EU conditions funding assistance to South Sudan

Christian Bader the EU Ambassador to South Sudan speaks to editors in Juba while Wim Vandenbroucke, the EU Head of Cooperation looks on

By Tapeng Michael Ohure

The European Union has budgeted a funding assistance to South Sudan but has conditioned that continuity in spending on the 11-year-old country is subject to positive results.

The bloc has spent 1 billion Euros in the country since independence but donors and tax papers are fatigued their money can’t change the state of affairs in the country that has experienced six years of a devastating crisis after independence in 2011.

The EU launched a multiannual indicative program for South Sudan running between 2021 and 2027.

Euros 208 million has been committed for 2021 to 2024 and the next three years would be conditioned to a review of achievements of the funding.

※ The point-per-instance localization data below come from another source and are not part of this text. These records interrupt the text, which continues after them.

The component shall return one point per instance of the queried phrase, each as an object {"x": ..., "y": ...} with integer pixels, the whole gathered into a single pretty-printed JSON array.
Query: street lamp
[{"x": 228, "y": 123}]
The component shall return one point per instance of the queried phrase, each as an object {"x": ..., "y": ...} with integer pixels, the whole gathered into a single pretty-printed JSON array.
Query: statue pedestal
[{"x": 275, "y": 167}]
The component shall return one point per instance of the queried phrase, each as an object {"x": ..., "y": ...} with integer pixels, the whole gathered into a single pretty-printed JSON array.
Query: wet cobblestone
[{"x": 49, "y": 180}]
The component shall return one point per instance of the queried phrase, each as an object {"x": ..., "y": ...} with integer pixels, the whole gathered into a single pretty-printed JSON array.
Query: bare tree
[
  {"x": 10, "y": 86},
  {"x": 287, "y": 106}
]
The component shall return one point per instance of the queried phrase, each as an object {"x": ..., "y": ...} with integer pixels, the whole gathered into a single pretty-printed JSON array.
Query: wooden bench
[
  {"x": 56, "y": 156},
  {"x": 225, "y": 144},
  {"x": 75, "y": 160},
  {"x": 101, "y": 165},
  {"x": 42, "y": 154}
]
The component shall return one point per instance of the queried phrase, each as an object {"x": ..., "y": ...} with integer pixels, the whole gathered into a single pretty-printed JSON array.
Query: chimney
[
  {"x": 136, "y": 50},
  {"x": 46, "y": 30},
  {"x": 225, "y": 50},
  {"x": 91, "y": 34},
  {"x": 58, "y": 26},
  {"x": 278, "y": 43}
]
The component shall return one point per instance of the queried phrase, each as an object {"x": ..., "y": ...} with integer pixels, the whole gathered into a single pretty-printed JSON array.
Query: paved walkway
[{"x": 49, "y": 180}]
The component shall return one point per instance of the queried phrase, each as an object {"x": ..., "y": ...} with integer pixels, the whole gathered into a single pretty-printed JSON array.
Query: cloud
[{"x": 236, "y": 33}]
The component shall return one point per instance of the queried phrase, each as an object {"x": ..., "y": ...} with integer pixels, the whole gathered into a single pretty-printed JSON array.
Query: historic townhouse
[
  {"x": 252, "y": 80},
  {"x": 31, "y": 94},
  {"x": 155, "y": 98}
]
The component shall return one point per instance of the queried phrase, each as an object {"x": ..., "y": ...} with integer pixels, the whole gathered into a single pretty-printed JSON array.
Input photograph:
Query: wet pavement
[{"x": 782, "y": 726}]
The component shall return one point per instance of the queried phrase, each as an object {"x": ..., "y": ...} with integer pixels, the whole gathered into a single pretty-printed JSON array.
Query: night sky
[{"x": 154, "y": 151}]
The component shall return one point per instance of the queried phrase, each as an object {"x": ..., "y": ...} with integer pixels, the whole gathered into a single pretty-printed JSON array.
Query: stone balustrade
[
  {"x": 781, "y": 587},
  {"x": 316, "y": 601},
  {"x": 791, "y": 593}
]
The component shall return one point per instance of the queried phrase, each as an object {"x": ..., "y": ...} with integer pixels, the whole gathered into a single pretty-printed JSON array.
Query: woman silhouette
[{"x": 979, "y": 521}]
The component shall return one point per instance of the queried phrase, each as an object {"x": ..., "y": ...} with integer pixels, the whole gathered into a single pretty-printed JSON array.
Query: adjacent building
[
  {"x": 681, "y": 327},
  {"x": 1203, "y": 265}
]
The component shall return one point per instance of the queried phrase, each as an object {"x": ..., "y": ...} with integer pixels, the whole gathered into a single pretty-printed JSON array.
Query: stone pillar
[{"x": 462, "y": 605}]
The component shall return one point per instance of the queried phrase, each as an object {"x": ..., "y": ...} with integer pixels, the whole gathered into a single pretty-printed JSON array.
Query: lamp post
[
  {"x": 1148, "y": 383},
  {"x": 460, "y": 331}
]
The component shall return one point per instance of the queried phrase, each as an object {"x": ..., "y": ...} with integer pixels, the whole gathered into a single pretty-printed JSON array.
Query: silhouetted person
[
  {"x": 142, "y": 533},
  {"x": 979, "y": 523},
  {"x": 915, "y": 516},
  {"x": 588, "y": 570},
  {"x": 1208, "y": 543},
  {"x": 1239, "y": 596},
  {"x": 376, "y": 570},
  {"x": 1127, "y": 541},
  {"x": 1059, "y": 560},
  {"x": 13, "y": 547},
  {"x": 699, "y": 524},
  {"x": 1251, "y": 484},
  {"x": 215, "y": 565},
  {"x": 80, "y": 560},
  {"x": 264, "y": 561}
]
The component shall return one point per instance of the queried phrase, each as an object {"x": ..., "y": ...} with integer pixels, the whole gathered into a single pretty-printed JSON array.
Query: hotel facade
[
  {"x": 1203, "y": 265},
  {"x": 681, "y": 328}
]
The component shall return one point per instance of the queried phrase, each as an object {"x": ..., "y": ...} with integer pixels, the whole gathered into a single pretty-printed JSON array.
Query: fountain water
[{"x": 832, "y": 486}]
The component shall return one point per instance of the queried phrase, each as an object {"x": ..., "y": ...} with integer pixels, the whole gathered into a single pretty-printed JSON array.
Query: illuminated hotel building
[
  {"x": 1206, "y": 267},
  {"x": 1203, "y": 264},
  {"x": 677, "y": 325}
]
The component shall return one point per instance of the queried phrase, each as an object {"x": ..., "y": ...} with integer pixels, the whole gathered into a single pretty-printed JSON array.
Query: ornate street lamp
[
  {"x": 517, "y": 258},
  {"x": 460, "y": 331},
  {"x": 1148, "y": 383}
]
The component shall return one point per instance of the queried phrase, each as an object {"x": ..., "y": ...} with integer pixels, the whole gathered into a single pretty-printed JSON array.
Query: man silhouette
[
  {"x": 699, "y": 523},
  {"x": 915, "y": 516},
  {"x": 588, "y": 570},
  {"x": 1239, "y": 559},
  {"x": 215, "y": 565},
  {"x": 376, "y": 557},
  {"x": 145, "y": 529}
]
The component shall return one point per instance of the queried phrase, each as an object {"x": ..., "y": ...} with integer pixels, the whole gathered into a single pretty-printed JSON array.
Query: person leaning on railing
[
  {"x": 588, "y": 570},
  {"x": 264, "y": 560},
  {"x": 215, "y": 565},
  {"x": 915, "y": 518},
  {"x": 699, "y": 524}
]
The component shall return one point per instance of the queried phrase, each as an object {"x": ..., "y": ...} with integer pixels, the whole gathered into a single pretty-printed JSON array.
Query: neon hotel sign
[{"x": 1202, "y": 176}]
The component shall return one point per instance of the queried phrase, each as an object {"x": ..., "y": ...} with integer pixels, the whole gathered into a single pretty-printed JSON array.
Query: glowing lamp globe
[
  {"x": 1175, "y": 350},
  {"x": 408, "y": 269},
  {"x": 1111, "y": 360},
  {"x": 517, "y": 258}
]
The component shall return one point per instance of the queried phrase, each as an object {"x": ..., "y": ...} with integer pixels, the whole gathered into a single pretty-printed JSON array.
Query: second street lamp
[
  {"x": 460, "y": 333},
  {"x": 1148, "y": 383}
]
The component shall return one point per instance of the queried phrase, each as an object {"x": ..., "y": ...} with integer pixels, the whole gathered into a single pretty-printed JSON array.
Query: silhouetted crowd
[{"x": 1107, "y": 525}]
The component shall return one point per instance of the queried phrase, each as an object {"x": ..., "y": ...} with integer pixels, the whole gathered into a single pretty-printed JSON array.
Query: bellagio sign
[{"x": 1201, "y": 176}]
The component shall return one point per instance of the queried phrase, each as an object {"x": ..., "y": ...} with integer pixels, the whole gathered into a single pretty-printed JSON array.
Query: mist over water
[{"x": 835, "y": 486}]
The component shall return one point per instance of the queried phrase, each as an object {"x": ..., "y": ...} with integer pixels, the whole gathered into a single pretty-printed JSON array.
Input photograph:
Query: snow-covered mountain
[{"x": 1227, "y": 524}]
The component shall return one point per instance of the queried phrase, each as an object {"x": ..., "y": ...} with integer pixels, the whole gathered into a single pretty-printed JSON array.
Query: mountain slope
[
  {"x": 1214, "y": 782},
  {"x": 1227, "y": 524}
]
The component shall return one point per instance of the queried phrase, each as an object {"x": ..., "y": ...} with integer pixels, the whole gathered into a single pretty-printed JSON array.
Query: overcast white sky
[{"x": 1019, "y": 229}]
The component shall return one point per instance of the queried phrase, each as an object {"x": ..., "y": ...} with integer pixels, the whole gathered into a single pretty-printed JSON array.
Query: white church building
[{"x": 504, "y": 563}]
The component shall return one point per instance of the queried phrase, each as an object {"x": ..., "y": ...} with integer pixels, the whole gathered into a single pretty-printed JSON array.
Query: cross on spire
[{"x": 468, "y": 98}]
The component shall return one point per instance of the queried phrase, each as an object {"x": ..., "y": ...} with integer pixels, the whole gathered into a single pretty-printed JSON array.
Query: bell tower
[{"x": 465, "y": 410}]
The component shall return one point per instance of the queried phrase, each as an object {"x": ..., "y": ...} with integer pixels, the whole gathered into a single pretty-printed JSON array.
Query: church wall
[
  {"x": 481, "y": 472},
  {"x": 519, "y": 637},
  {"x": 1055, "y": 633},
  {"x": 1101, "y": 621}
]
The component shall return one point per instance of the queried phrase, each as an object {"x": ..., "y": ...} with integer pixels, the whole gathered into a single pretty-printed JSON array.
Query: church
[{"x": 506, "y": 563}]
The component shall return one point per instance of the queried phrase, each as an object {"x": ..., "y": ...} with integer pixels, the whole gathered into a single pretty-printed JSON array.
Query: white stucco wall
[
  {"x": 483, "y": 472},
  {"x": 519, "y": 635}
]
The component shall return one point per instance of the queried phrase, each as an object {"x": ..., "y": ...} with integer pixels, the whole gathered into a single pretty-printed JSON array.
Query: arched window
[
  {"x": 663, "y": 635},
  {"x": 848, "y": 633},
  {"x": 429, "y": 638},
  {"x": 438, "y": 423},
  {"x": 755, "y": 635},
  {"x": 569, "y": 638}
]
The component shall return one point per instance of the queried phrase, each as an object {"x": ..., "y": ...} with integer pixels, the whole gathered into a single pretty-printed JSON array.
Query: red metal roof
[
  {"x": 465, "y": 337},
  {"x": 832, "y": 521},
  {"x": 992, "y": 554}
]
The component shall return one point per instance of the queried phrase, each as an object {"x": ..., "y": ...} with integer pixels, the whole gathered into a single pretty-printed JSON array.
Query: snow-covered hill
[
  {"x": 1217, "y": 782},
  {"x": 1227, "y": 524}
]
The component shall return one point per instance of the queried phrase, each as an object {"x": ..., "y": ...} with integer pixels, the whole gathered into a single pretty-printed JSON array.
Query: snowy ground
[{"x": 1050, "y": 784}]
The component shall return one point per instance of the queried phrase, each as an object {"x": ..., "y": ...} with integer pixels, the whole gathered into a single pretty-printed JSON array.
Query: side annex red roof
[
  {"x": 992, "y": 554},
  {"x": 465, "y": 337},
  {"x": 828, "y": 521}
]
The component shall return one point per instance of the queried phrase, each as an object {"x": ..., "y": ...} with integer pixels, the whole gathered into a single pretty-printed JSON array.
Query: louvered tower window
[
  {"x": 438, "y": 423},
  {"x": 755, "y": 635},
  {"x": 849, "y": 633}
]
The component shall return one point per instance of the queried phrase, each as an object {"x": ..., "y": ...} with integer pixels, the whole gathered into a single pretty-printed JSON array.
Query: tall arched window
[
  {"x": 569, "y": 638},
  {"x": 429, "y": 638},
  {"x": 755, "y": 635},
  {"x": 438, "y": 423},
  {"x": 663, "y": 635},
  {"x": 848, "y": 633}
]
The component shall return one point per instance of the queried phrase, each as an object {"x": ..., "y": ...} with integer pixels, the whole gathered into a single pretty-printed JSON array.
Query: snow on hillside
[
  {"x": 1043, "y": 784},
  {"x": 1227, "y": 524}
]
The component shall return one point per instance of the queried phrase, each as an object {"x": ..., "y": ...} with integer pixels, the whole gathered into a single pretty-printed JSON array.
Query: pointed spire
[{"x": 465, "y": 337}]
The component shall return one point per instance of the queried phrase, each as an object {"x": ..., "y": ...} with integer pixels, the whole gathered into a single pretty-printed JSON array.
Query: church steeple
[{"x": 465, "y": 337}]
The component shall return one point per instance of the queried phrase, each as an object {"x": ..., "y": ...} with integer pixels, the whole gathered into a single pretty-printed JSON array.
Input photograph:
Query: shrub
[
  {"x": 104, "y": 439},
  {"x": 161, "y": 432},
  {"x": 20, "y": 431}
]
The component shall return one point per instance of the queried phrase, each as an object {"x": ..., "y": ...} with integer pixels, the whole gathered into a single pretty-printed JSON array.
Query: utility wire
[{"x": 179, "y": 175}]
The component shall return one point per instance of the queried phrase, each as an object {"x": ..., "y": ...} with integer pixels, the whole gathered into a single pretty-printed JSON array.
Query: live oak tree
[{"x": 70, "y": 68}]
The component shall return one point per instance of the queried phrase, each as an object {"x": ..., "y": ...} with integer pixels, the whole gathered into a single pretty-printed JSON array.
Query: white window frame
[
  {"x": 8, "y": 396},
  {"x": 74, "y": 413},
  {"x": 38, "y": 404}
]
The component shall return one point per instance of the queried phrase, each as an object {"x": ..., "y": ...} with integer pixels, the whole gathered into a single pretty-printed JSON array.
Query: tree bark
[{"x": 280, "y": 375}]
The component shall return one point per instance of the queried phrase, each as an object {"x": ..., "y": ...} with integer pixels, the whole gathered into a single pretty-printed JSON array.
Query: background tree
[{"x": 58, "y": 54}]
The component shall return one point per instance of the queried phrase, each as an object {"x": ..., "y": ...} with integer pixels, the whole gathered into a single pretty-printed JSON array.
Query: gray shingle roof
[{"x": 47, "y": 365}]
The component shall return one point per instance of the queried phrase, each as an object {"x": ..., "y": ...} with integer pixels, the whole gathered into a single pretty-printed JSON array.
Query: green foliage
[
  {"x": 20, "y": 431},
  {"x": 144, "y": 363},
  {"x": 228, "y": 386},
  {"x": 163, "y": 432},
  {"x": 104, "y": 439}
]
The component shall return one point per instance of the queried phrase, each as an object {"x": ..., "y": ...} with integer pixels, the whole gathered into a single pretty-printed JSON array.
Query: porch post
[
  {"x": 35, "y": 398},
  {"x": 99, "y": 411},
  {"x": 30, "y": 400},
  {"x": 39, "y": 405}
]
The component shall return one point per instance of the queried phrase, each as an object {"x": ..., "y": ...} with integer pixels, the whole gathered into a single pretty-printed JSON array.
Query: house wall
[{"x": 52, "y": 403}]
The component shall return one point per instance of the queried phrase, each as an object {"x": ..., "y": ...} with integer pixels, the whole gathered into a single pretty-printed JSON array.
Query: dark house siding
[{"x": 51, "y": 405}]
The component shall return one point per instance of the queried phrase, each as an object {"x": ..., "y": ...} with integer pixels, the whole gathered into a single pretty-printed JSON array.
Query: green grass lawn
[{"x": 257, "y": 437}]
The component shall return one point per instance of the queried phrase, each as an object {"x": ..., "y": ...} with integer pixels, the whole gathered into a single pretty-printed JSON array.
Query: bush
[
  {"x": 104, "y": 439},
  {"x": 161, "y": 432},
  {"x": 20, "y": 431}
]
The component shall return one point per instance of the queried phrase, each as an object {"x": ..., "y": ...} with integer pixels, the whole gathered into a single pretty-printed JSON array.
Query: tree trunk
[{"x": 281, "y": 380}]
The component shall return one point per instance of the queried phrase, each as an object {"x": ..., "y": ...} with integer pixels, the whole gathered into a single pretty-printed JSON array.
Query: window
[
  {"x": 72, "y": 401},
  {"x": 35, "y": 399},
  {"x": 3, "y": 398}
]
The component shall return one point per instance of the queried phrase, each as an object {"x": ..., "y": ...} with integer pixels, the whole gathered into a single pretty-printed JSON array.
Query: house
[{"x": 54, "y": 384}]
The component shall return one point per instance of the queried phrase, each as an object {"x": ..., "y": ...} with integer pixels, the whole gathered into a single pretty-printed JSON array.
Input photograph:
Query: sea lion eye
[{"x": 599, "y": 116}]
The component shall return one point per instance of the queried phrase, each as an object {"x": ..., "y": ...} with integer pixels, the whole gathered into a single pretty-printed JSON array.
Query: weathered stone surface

“One condition is that in 2024, if we don’t have a good story to mobilize resources, the tax payers will turn to other countries where there are positive stories,” Christian Bader, the EU ambassador to South Sudan told editors at a breakfast meeting in Juba on Thursday.

Funding priorities

The funding is basically to assist in ensuring a green and resilient economy, health and education and good governance, peace and rule of law for a fairer society in South Sudan.

 “Since independence, even since before the crisis, the donors have been supporting peace and humanitarian assistance and, in my opinion, somebody else doesn’t do their deal,” Bader said while questioning the political will from South Sudanese leaders to ensure peace and security.

The crisis which began in the country in 2013 left 400,000 people dead and displaced four million others, according to United Nations. It slashed the main source of funding, crude oil, and led to economic chaos.

Back and forth negotiations between warring parties led to a peace agreement which established a three-year transitional government that ends in 2023 and is expected to lead the country to democratic elections.

Several provisions which were to be completed in the agreement has including the formation of a hybrid court for accountability and forming a nation professional army inclusive of both government and opposition forces are yet incomplete.

Arms Embargo

This week, the government announced 50,000 soldiers for the professional force.

The delay on training and passing out of the forces for amalgamation into that army has been blamed by government on lack of funding and arms embargo slapped on the country, including from the European bloc.

“The problem in this country is not lack of weapons but excess of guns in the country,” Bader said.

“Everybody has weapons in this country and when you look at the weapons, its not an old rifle from your grandfather. Its these big big new RPGs, and even some armored vehicles are in this country,” he said.

People’s power

The country must strike for the goal of returning authority to the citizens so that they can involve themselves in affairs that concern them, Bader said.

“We believe at a certain point, the power goes back to the people,” Bader said.

“At a certain point, you can have elections which will not be completely [well organized] but acceptable by all,” he said.

“We can say it has not been completely okay but we can say yes, it is okay.”